The "leak" parameter

In order to elicit the leak parameter (0.05 in the above figure), the knowledge engineer has to ask the following question: What is the probability of casualties if the fire does not spread quickly, fire escapes are accessible, people are still in the building, and fire is not quickly controlled? Please note that the conditions in the question include reference to the distinguished states of each of the causes of There Are Casualties. The leak expresses the probability that casualties happen due to other, unmodeled causes. QGeNIe helps in the elicitation process by dimming the entire model except for the nodes involved and marking the nodes with the states that should be stated in the question.

Cause

Question asking for the causal strength of a cause C of the node There Are Casualties is framed in such as way that only C is present and all other variables are in their distinguished state.

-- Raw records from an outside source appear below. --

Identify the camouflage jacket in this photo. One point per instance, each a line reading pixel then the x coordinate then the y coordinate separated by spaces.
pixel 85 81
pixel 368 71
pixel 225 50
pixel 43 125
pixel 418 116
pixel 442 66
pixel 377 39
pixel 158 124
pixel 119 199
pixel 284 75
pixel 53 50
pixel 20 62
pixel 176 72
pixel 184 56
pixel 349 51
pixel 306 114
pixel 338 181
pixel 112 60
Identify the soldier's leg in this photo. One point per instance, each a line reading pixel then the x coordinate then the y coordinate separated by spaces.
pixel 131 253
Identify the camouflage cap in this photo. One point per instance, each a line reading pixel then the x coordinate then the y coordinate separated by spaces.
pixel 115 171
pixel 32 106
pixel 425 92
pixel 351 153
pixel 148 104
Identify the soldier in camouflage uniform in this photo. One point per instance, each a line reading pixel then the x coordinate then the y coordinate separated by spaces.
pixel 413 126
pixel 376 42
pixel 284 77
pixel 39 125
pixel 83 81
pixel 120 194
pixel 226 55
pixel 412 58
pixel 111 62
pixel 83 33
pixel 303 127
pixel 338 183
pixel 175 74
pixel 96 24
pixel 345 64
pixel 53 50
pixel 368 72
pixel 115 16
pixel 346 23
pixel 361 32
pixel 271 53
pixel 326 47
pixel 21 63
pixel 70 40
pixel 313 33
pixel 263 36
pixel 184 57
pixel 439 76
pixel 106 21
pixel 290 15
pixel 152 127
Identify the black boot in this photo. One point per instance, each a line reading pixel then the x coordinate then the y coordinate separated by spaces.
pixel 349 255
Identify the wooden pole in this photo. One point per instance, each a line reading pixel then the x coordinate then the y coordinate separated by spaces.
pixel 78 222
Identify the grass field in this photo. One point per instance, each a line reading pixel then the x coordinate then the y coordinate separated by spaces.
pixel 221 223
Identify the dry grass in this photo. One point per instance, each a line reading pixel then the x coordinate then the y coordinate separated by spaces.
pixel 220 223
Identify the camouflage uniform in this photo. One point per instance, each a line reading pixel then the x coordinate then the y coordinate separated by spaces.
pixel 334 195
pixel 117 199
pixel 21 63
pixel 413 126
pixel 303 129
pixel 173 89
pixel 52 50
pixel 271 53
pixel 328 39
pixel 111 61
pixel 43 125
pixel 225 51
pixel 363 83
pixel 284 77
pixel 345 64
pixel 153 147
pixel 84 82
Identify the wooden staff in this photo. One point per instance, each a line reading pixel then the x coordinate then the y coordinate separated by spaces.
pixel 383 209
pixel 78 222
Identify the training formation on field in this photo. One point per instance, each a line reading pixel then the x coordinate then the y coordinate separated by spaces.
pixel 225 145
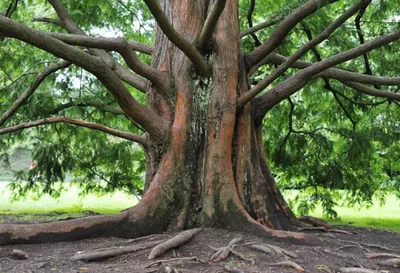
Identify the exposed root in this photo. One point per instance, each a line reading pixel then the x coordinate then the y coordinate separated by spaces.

In order to elicit the strength of the influence of the node Fire Spreads Quickly on There Are Casualties (0.33 in the figure), the knowledge engineer has to ask the following question: What is the probability of casualties if the fire spreads quickly, fire escapes are accessible, people are still in the building, fire is not quickly controlled, and no other unmodeled causal factors are present? QGeNIe helps in the elicitation process by dimming the entire model except for the nodes involved and marking the nodes with the states that should be stated in the question.

Barrier

In order to elicit the strength of the influence of the node Fire Escapes Are Accessible on There Are Casualties (0.66 in the figure), the knowledge engineer has to ask the following question: What is the probability of casualties if the fire does not spread quickly, fire escapes are not accessible, people are still in the building, fire is not quickly controlled, and no other unmodeled causal factors are present? QGeNIe helps in the elicitation process by dimming the entire model except for the nodes involved and marking the nodes with the states that should be stated in the question.

Requirement

In order to elicit the strength of the influence of the node People Are Still In the Building on There Are Casualties (0.88 in the figure), the knowledge engineer has to ask the following question: What is the probability of no casualties if the fire spreads quickly, fire escapes are not accessible, there are no people in the building, fire is not quickly controlled, and no other unmodeled causal factors are present? Please note that in this case all causes and barriers have to be in active (rather than distinguished) state and the question is asking for the probability of no casualties! This is just the effect that requirements interact with other causes through the AND function. QGeNIe helps in the elicitation process by dimming the entire model except for the nodes involved and marking the nodes with the states that should be stated in the question.

Inhibitor

In order to elicit the strength of the influence of the node Fire Is Quickly Controlled on There Are Casualties (0.75 in the figure), the knowledge engineer has to ask the following question: What is the probability of no casualties if the fire spreads quickly, fire escapes are not accessible, there are people in the building, fire is quickly controlled, and no other unmodeled causal factors are present? Please note that in this case all causes and barriers have to be in active (rather than distinguished) state and the question is asking for the probability of no casualties! This is just the effect that requirements interact with other causes through the AND function. QGeNIe helps in the elicitation process by dimming the entire model except for the nodes involved and marking the nodes with the states that should be stated in the question.

Each of the above questions can be adjusted to the needs of particular context, i.e., things can be rephrased or omitted if they do not make sense.